Cinefantastique magazine's Steve Biodrowski wrote: "Whereas one might reasonably have expected that the combo of Quentin Tarantino and Robert Rodriguez would yield a critical mass of nuclear proportions, instead of an atomic fireball's worth of entertainment, we get a long fuse, quite a bit of fizzle, and a rather minor blast". In his review for the San Francisco Chronicle, Mick LaSalle called the film "an ugly, unpleasant criminals-on-the-lam film that midway turns into a boring and completely repellent vampire 'comedy'. If it's not one of the worst films of 1996 it will have been one miserable year".

In Marc Savlov's review for the Austin Chronicle, he wrote: "Fans of Merchant Ivory will do well to steer clear of Rodriguez's newest opus, but both action and horror film fans have cause for celebration after what seems like a particularly long splatter-drought. This is horror with a wink and a nod to drive-in theatres and sweaty back seats. This is how it's done".
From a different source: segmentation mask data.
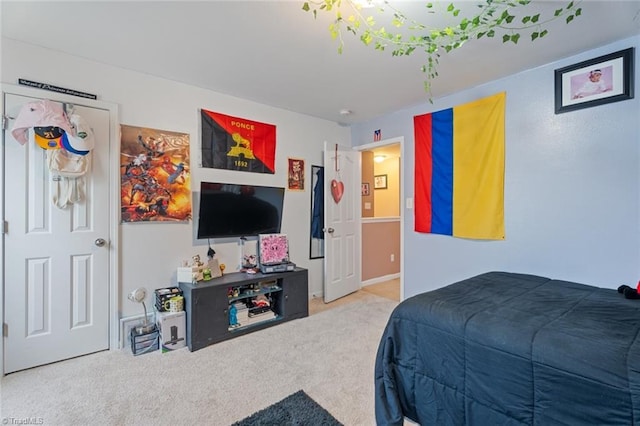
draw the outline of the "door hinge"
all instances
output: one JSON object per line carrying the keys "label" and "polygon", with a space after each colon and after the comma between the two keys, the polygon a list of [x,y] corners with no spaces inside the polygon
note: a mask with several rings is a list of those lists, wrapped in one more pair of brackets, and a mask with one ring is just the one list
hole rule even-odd
{"label": "door hinge", "polygon": [[9,124],[9,117],[6,115],[2,116],[2,130],[7,130],[7,125]]}
{"label": "door hinge", "polygon": [[2,323],[2,336],[9,337],[9,324],[6,322]]}
{"label": "door hinge", "polygon": [[9,232],[9,222],[7,222],[6,220],[2,221],[2,233],[6,234],[7,232]]}

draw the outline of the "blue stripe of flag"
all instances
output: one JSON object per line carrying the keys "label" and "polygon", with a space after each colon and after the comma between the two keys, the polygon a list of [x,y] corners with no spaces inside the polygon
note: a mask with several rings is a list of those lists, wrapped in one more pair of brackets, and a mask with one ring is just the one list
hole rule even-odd
{"label": "blue stripe of flag", "polygon": [[453,108],[432,114],[431,232],[453,235]]}

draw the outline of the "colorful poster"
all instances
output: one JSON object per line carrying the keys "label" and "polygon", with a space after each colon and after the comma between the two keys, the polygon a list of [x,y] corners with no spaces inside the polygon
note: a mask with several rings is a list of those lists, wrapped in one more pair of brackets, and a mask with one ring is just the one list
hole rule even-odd
{"label": "colorful poster", "polygon": [[201,110],[202,167],[276,172],[276,126]]}
{"label": "colorful poster", "polygon": [[122,222],[191,219],[189,135],[120,126]]}
{"label": "colorful poster", "polygon": [[289,262],[289,240],[285,234],[258,235],[258,250],[262,265]]}
{"label": "colorful poster", "polygon": [[505,98],[414,117],[416,232],[504,239]]}

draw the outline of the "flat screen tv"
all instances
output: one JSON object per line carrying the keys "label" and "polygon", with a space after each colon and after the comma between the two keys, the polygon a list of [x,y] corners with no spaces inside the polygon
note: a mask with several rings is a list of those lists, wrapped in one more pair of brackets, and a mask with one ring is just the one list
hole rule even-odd
{"label": "flat screen tv", "polygon": [[284,188],[200,183],[198,239],[280,233]]}

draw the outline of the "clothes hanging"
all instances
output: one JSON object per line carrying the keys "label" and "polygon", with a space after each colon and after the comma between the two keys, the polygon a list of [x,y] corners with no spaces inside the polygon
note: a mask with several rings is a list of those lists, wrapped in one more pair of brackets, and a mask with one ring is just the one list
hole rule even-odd
{"label": "clothes hanging", "polygon": [[73,134],[71,123],[61,104],[41,99],[25,104],[16,117],[11,129],[11,135],[21,145],[29,140],[29,128],[32,127],[59,127],[65,132]]}
{"label": "clothes hanging", "polygon": [[69,106],[41,99],[25,104],[11,129],[22,145],[27,141],[46,152],[53,204],[61,209],[84,199],[84,176],[91,168],[94,134]]}
{"label": "clothes hanging", "polygon": [[311,238],[324,239],[324,167],[316,172],[316,184],[313,187],[313,206],[311,212]]}

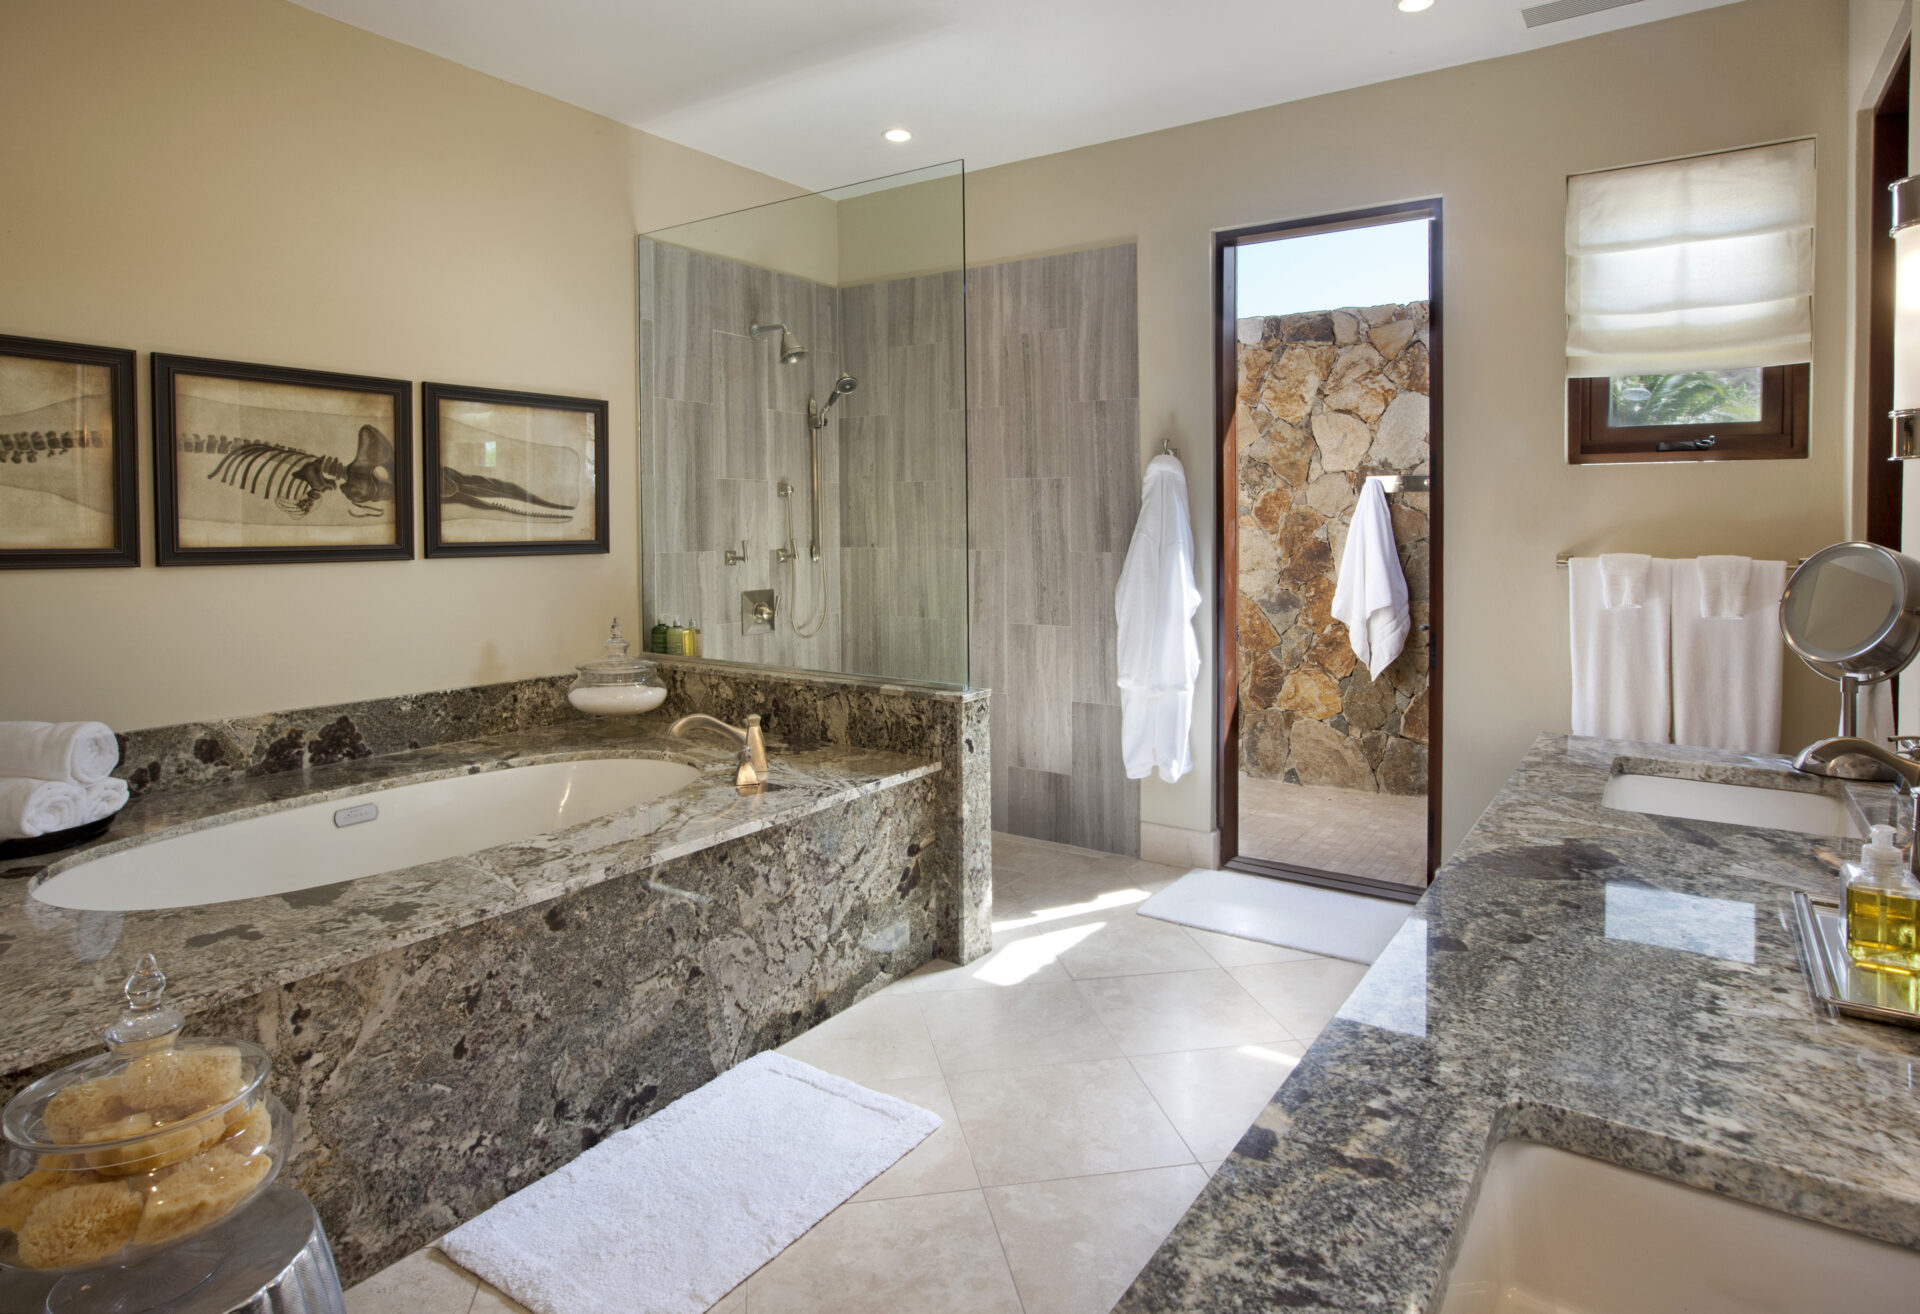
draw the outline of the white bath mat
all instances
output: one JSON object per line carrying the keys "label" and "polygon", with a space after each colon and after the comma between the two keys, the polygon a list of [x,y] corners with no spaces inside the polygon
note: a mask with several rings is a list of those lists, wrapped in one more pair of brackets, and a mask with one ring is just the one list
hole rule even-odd
{"label": "white bath mat", "polygon": [[760,1054],[440,1238],[537,1314],[700,1314],[940,1119]]}
{"label": "white bath mat", "polygon": [[1413,905],[1244,872],[1190,871],[1138,911],[1243,940],[1371,963]]}

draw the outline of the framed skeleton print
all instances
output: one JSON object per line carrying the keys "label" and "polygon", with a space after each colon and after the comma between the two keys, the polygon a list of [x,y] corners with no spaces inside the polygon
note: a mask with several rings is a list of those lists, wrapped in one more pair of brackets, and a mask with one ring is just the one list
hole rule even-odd
{"label": "framed skeleton print", "polygon": [[0,570],[140,564],[133,368],[0,335]]}
{"label": "framed skeleton print", "polygon": [[163,566],[413,556],[411,387],[153,357]]}
{"label": "framed skeleton print", "polygon": [[607,404],[420,385],[427,555],[607,551]]}

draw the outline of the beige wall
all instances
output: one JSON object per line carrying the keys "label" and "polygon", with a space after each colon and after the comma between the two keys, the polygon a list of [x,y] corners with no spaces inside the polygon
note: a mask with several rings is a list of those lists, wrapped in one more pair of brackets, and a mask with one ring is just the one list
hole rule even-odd
{"label": "beige wall", "polygon": [[[1556,552],[1793,557],[1846,530],[1847,20],[1846,0],[1748,0],[968,177],[970,263],[1139,243],[1142,460],[1163,438],[1178,445],[1202,543],[1214,533],[1210,230],[1444,198],[1449,848],[1534,734],[1566,728]],[[1821,152],[1811,457],[1567,465],[1566,176],[1809,134]],[[1203,615],[1209,688],[1212,630]],[[1791,665],[1787,735],[1804,740],[1828,723],[1831,686]],[[1197,769],[1148,782],[1149,822],[1211,823],[1210,713],[1197,720]]]}
{"label": "beige wall", "polygon": [[799,189],[280,0],[7,0],[0,68],[0,332],[142,353],[149,563],[153,350],[603,397],[613,497],[607,556],[0,573],[0,718],[535,675],[633,624],[633,235]]}

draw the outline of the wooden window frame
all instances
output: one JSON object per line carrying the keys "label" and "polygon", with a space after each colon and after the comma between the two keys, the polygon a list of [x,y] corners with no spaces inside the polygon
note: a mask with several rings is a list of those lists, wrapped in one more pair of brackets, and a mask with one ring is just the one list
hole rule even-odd
{"label": "wooden window frame", "polygon": [[[1807,365],[1773,365],[1760,372],[1760,418],[1750,424],[1610,423],[1611,380],[1567,380],[1567,464],[1622,465],[1646,461],[1786,461],[1807,454]],[[1713,446],[1660,450],[1661,444]]]}

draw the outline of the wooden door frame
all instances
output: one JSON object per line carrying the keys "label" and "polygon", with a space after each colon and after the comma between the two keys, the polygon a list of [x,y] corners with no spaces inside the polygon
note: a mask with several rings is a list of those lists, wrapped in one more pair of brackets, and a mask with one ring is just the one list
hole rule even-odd
{"label": "wooden door frame", "polygon": [[1867,541],[1900,549],[1901,483],[1905,466],[1887,459],[1893,441],[1887,412],[1893,409],[1894,248],[1893,197],[1887,184],[1907,176],[1909,43],[1874,106],[1868,195],[1867,240]]}
{"label": "wooden door frame", "polygon": [[1337,232],[1348,228],[1370,228],[1405,219],[1429,219],[1428,229],[1428,342],[1430,357],[1427,400],[1429,414],[1428,443],[1433,474],[1429,494],[1430,517],[1427,541],[1427,592],[1429,598],[1429,667],[1427,676],[1427,881],[1433,880],[1440,854],[1440,761],[1441,761],[1441,563],[1442,499],[1446,481],[1441,474],[1442,405],[1441,370],[1441,202],[1406,201],[1395,205],[1348,210],[1340,214],[1315,215],[1276,223],[1255,224],[1246,228],[1228,228],[1213,235],[1213,318],[1214,318],[1214,452],[1213,469],[1219,504],[1213,542],[1213,578],[1216,624],[1213,663],[1215,672],[1214,706],[1220,709],[1218,733],[1214,736],[1214,824],[1220,832],[1220,865],[1259,876],[1274,876],[1303,885],[1368,894],[1408,903],[1424,890],[1392,881],[1370,880],[1344,872],[1321,871],[1291,863],[1248,858],[1240,853],[1240,641],[1239,641],[1239,453],[1234,435],[1234,412],[1240,397],[1240,349],[1236,332],[1238,318],[1237,253],[1242,245],[1276,237],[1305,237],[1315,232]]}

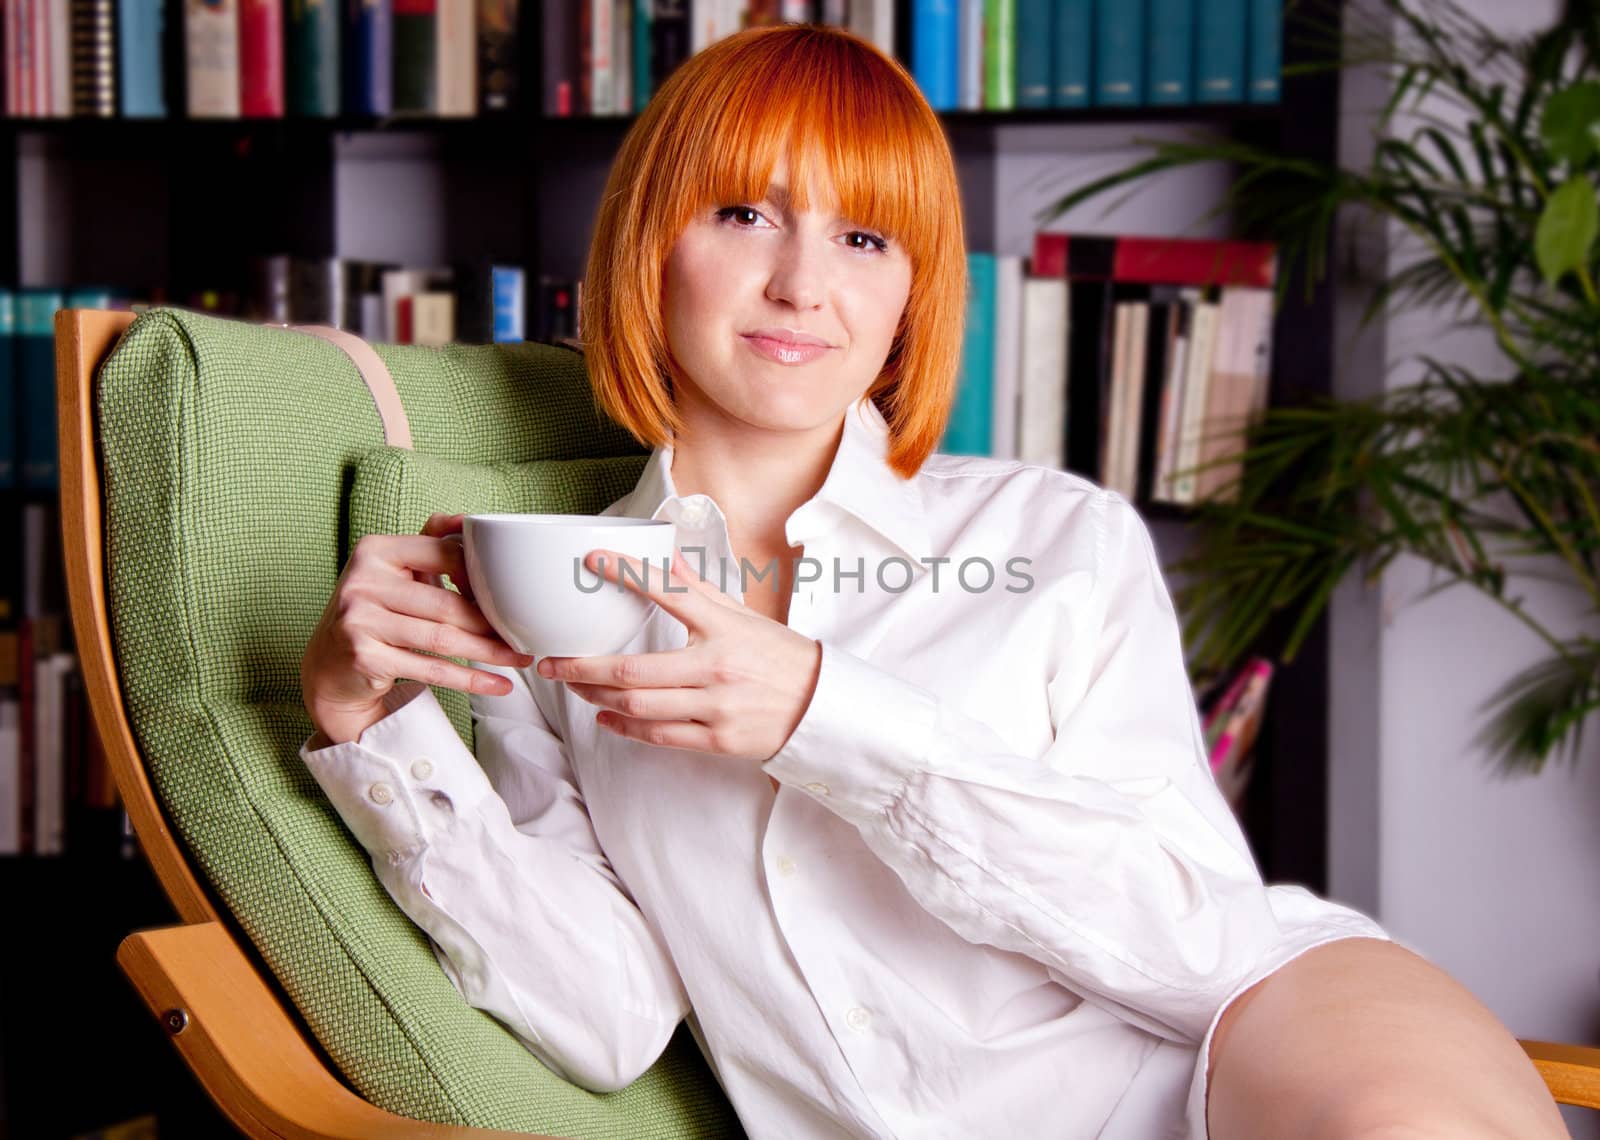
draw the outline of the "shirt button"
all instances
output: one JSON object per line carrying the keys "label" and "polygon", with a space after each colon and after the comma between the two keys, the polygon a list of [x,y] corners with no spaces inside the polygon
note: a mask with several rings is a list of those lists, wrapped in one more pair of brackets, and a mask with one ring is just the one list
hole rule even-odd
{"label": "shirt button", "polygon": [[828,794],[828,785],[821,783],[807,784],[806,791],[816,792],[819,796],[825,796]]}
{"label": "shirt button", "polygon": [[865,1029],[872,1024],[872,1014],[862,1009],[859,1005],[854,1006],[844,1015],[844,1023],[851,1029]]}
{"label": "shirt button", "polygon": [[373,784],[367,789],[367,796],[375,804],[386,804],[394,799],[394,789],[388,784]]}
{"label": "shirt button", "polygon": [[419,780],[426,780],[433,775],[433,761],[426,756],[418,758],[417,762],[411,765],[411,774]]}
{"label": "shirt button", "polygon": [[429,799],[433,801],[433,806],[438,808],[445,815],[454,814],[456,805],[451,803],[450,797],[445,795],[443,792],[434,792]]}
{"label": "shirt button", "polygon": [[787,855],[778,856],[778,874],[792,875],[795,872],[794,860]]}
{"label": "shirt button", "polygon": [[706,505],[698,500],[685,503],[682,517],[690,526],[703,526],[706,521]]}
===Awards and nominations===

| Award | Category | Subject | Result |
| Fangoria Chainsaw Award | Best Actor | George Clooney | Won |
| MTV Movie Awards | Best Breakthrough Performance | Won |
| Saturn Awards | Best Actor | Won |
| Best Horror Film |  | Won |
| Best Makeup |  | Nominated |
| Best Director | Robert Rodriguez | Nominated |
| Best Supporting Actress | Juliette Lewis | Nominated |
| Best Supporting Actor | Harvey Keitel | Nominated |
| Quentin Tarantino | Nominated |
| Best Writing | Nominated |
| Razzie Awards | Worst Supporting Actor | Nominated |
| Stinkers Bad Movie Awards | Worst Supporting Actor | Nominated |

==Soundtrack==

The soundtrack features mainly Texas blues by such artists as ZZ Top and brothers Stevie Ray and Jimmie Vaughan on separate tracks. The Chicano rock band Tito & Tarantula, who portrayed the band in the Titty Twister, appears on the soundtrack, as well. The film's score is by Graeme Revell. "Dark Night" by The Blasters plays over the film's opening and closing credits.

==Video game==

A video game of the same name was released for Windows in 2001. It is based on events that transpire directly after the end of the film.

==Sequel and prequel==

From Dusk till Dawn was followed by two direct-to-video installments, a sequel From Dusk Till Dawn 2: Texas Blood Money (1999) and prequel From Dusk Till Dawn 3: The Hangman's Daughter (2000). They were both received poorly by critics. Danny Trejo is the only actor to appear in all three, although Michael Parks appears in both From Dusk till Dawn and The Hangman's Daughter. Rodriguez, Tarantino and Lawrence Bender served as producers on all three films.

==Television==

A television series inspired by the films premiered on the El Rey network in March 2014, produced and directed by Rodriguez. The show was intended to explore and expand on the characters and story from the film, providing a wider scope and richer Aztec mythology.

The series ended production in 2016, with Deadline Hollywood reporting that the actors have been released from their contracts as of October 31.